Meanwhile, it’s evident that you can hardly contain the rage you feel against me. It makes me feel guilty, knowing that it’s borne of pain. I’ve survived, and you’re having a bad time. So I bounce along after you, like a puppy, eager to make amends so you won’t be angry. I want to protect you because you don’t seem strong enough for the truth.
Recently, I read something in a book of quotes. One that I thought particularly relevant, though I don’t recall its author, was this:
Real love is when you want the other person’s good;
Romantic love is when you want the other person.
When Esther and Don were able to work things out, I remember your asking me, didn’t I want them to be happy. I couldn’t bring myself to care about Esther’s happiness at that point. I was more interested in Don’s happiness, first because I always liked him a great deal, and second because he didn’t have an affair with you. My point, though, is that you were rather magnanimous about Esther. You loved her. You wanted her good. How can I not draw the conclusion that you want less for me? You say you love me, but only if I stay married to you. Otherwise, you’d just as soon never see me again. As I’ve said before, that has more to do with power than with love.
AUGUST 24
Edward moved in last weekend. I had been looking forward to living with him, but it was easy to look forward to living with Edward when all but the man himself was tucked safely away in another part of town. I had not considered his personal effects, which included his son and his daughter and their belongings, which, in turn, included some, but not all, of their friends and, in part, their friends’ belongings.
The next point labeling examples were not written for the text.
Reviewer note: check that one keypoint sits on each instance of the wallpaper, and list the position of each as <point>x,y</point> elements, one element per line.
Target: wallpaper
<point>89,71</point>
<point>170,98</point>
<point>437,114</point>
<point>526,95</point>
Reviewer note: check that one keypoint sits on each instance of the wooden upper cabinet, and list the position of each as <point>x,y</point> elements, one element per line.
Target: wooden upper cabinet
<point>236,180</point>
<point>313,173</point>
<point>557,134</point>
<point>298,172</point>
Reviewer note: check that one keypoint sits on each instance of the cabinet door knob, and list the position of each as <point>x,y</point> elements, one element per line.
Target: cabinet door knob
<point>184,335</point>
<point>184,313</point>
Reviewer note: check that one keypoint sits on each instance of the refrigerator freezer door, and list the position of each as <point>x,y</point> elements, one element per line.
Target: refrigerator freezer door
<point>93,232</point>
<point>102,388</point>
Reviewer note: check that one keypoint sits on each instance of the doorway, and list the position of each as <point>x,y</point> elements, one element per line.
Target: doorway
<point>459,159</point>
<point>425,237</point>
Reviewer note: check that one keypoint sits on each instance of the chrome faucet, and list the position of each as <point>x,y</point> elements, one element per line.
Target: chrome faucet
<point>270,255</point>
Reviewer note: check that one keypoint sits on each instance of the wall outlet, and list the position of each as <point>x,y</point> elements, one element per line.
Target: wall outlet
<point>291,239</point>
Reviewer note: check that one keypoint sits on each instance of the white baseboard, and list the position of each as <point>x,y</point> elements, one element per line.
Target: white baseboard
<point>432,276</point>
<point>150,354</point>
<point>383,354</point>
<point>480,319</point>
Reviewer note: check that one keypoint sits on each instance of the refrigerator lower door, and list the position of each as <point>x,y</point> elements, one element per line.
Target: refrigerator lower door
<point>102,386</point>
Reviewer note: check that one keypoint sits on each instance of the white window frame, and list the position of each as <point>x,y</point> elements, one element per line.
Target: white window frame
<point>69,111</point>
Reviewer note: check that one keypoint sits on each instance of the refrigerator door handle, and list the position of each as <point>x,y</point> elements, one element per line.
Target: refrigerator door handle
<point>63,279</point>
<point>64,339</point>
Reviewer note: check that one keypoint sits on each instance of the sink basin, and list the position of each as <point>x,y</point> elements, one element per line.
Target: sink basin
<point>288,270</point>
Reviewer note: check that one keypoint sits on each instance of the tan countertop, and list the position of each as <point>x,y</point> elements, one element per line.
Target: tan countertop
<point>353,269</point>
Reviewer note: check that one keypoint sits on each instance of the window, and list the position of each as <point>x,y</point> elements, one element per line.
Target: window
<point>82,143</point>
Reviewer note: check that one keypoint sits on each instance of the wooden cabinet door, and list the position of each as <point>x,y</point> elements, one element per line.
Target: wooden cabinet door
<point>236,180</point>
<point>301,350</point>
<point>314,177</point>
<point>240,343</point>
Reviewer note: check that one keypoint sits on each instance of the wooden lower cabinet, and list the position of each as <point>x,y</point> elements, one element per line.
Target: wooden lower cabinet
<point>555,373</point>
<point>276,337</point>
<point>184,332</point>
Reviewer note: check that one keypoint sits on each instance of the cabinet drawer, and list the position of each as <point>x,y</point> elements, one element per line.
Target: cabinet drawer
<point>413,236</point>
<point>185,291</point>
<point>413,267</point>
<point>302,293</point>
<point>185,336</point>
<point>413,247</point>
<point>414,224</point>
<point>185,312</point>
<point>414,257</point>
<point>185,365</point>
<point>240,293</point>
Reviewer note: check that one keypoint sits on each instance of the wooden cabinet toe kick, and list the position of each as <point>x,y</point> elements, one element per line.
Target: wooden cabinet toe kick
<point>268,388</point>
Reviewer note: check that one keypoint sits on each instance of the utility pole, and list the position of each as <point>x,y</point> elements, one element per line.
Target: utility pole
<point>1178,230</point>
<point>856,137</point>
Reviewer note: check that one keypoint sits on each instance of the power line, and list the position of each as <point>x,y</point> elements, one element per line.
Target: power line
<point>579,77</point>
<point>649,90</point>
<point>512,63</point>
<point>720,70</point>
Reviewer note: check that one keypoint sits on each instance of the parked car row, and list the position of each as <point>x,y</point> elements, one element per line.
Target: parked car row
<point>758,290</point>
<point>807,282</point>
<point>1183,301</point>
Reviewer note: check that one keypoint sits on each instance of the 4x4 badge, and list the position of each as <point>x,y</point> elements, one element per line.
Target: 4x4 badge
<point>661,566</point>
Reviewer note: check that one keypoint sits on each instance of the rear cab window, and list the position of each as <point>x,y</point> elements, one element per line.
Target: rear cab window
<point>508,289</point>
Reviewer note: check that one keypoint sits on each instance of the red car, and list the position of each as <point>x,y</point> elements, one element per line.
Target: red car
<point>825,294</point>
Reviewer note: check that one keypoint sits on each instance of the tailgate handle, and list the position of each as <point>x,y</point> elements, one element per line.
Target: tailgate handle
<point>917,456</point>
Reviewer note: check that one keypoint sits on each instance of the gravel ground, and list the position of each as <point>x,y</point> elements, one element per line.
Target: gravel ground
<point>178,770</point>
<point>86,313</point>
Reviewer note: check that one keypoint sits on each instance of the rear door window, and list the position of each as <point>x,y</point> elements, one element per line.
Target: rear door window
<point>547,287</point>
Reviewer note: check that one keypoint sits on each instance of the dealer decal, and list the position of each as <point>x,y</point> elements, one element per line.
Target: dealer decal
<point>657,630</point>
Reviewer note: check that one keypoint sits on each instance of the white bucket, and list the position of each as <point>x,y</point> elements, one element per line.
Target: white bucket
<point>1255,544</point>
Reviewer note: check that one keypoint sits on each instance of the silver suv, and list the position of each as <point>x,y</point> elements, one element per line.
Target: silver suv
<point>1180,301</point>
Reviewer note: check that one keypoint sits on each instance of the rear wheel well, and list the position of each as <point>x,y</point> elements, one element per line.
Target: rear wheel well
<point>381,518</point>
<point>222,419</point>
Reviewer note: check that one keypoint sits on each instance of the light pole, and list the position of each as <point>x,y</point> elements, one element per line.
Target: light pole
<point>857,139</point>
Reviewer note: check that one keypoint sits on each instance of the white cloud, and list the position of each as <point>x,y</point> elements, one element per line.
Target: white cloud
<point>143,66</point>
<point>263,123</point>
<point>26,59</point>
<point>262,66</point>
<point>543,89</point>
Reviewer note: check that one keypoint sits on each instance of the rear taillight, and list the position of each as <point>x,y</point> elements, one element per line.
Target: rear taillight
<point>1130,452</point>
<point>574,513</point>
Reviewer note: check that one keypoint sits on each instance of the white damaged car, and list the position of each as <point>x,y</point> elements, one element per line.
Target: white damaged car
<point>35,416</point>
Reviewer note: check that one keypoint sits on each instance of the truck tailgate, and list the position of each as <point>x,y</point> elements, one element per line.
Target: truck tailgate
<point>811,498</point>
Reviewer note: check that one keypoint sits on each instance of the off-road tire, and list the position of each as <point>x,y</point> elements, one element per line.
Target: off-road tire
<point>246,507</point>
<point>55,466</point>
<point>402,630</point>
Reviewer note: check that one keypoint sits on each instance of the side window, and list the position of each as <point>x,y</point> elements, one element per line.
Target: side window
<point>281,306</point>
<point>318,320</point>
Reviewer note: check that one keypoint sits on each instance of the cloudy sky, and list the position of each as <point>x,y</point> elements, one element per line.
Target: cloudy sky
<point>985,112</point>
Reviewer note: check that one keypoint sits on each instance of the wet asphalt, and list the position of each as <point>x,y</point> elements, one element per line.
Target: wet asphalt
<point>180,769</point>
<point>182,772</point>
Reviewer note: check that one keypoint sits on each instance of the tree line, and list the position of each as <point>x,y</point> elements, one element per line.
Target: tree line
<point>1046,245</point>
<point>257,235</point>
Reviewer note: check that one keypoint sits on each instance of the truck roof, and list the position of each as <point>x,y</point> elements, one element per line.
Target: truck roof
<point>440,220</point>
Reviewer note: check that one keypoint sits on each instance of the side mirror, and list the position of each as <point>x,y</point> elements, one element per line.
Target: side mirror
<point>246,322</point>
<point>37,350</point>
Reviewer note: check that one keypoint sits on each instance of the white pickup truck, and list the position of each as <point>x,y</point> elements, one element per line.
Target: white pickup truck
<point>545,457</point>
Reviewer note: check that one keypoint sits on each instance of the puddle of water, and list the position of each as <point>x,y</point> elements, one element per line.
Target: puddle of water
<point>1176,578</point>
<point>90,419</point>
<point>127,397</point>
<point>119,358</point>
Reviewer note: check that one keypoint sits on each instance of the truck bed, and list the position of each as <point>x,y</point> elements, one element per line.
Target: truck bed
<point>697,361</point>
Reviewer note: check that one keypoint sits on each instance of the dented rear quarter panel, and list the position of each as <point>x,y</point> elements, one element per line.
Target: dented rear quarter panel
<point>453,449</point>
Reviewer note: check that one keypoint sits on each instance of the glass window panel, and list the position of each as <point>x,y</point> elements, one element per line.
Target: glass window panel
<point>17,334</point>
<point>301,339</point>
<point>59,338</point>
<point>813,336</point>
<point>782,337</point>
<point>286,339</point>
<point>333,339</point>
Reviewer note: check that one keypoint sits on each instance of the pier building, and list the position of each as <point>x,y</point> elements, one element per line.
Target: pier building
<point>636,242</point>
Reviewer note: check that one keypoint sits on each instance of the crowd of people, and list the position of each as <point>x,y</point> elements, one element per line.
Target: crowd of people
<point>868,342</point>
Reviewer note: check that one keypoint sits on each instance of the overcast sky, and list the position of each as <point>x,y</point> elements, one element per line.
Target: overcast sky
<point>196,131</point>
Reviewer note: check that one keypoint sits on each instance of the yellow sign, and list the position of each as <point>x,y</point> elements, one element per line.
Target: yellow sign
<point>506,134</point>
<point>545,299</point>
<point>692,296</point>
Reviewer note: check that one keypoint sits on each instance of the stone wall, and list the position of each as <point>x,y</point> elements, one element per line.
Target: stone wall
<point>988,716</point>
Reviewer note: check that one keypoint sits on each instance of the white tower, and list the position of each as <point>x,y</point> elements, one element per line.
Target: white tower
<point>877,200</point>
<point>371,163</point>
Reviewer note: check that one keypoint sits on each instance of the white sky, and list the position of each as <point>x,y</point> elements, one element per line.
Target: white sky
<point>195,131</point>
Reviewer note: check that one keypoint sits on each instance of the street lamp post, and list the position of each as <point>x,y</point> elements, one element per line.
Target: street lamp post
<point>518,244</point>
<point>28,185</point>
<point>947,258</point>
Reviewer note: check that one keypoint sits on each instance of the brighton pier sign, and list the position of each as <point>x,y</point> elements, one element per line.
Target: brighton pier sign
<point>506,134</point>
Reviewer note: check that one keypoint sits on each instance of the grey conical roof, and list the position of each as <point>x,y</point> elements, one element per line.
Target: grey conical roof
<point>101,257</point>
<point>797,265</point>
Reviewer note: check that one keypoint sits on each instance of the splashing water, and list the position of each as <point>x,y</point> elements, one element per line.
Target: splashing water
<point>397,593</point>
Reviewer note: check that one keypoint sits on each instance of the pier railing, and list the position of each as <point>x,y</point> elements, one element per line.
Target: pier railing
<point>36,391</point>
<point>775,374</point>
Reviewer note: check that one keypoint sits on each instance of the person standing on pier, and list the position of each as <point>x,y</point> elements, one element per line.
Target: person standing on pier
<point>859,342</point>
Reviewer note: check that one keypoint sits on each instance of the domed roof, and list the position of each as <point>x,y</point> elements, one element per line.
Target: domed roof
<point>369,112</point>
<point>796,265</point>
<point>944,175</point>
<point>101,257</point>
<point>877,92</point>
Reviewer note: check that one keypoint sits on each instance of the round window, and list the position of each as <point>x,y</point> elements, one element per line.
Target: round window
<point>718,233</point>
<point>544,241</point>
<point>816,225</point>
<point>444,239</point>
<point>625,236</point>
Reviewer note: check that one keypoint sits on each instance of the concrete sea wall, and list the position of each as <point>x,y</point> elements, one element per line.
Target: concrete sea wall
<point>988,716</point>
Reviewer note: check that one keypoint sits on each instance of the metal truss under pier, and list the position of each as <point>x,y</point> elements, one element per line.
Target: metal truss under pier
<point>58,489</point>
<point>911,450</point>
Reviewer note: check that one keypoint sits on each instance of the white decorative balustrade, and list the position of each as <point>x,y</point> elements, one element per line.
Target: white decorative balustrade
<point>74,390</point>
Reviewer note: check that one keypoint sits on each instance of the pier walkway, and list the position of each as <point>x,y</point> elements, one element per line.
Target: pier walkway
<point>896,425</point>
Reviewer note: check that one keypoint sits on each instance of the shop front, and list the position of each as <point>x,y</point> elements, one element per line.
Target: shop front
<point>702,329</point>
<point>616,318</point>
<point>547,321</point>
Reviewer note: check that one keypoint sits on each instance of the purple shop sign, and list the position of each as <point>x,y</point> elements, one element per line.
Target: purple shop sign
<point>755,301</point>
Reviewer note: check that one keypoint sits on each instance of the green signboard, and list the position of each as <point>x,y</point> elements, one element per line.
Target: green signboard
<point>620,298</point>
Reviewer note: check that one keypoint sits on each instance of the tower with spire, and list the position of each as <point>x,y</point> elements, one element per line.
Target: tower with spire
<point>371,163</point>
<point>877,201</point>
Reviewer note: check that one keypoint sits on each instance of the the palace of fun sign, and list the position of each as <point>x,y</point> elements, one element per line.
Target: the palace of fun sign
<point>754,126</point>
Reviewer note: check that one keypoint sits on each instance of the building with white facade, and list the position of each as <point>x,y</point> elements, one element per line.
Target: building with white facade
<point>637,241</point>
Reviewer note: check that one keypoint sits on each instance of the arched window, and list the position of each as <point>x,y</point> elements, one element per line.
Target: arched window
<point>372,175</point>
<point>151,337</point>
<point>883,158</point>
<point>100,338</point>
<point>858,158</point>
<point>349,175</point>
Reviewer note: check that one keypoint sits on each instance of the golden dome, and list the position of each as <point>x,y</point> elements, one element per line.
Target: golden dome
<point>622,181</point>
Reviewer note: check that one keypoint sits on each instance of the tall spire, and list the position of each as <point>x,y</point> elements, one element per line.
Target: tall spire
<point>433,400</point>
The transition has not been smooth. But in terms of trauma, little could compare with the day itself, complicated by the fish. I did mention, didn’t I, that Edward has fish? They live in fifty gallons of water, and moving arrangements can be unnerving. I pictured a major traffic tie-up as the fish slid off the dolly and out of their garbage can to flop around on the street, gasping for their beloved air stone. Nothing so dramatic as that happened, but two clown loaches were dead on arrival, or so Edward thought. They were only playing dead, though. They do that, on occasion. Hence, the name. Cute, huh?
It was tense getting them squared away. Edward tore around frantically with little nets and flexible tubes that looked like intravenous feeders. We had our own ICU. My concern was not that the fish would go belly up, but that the tank clashed with the couch. All that pastel paraphernalia—it’s much too bright for an environment dominated by earth tones. I could see I would have to keep my aesthetic qualms to myself; Edward was dealing with life and death.
Both the fish and the children had to leave the home in which they were raised. Thus, the overriding atmosphere was one of resentment, relieved only by occasional moments of overt hostility, primarily on the part of Melissa, whose own telephone line had yet to be installed. Melissa is generally mute in my presence, unless speaking into a telephone. The phone is a social facilitator, the adolescent equivalent of a glass of wine. It has occurred to me, actually, that Melissa’s voice may be activated by the phone, that words begin forming as the telephone comes within a range of perhaps three or four inches of her mouth. I’ll have to watch more closely to see how this works.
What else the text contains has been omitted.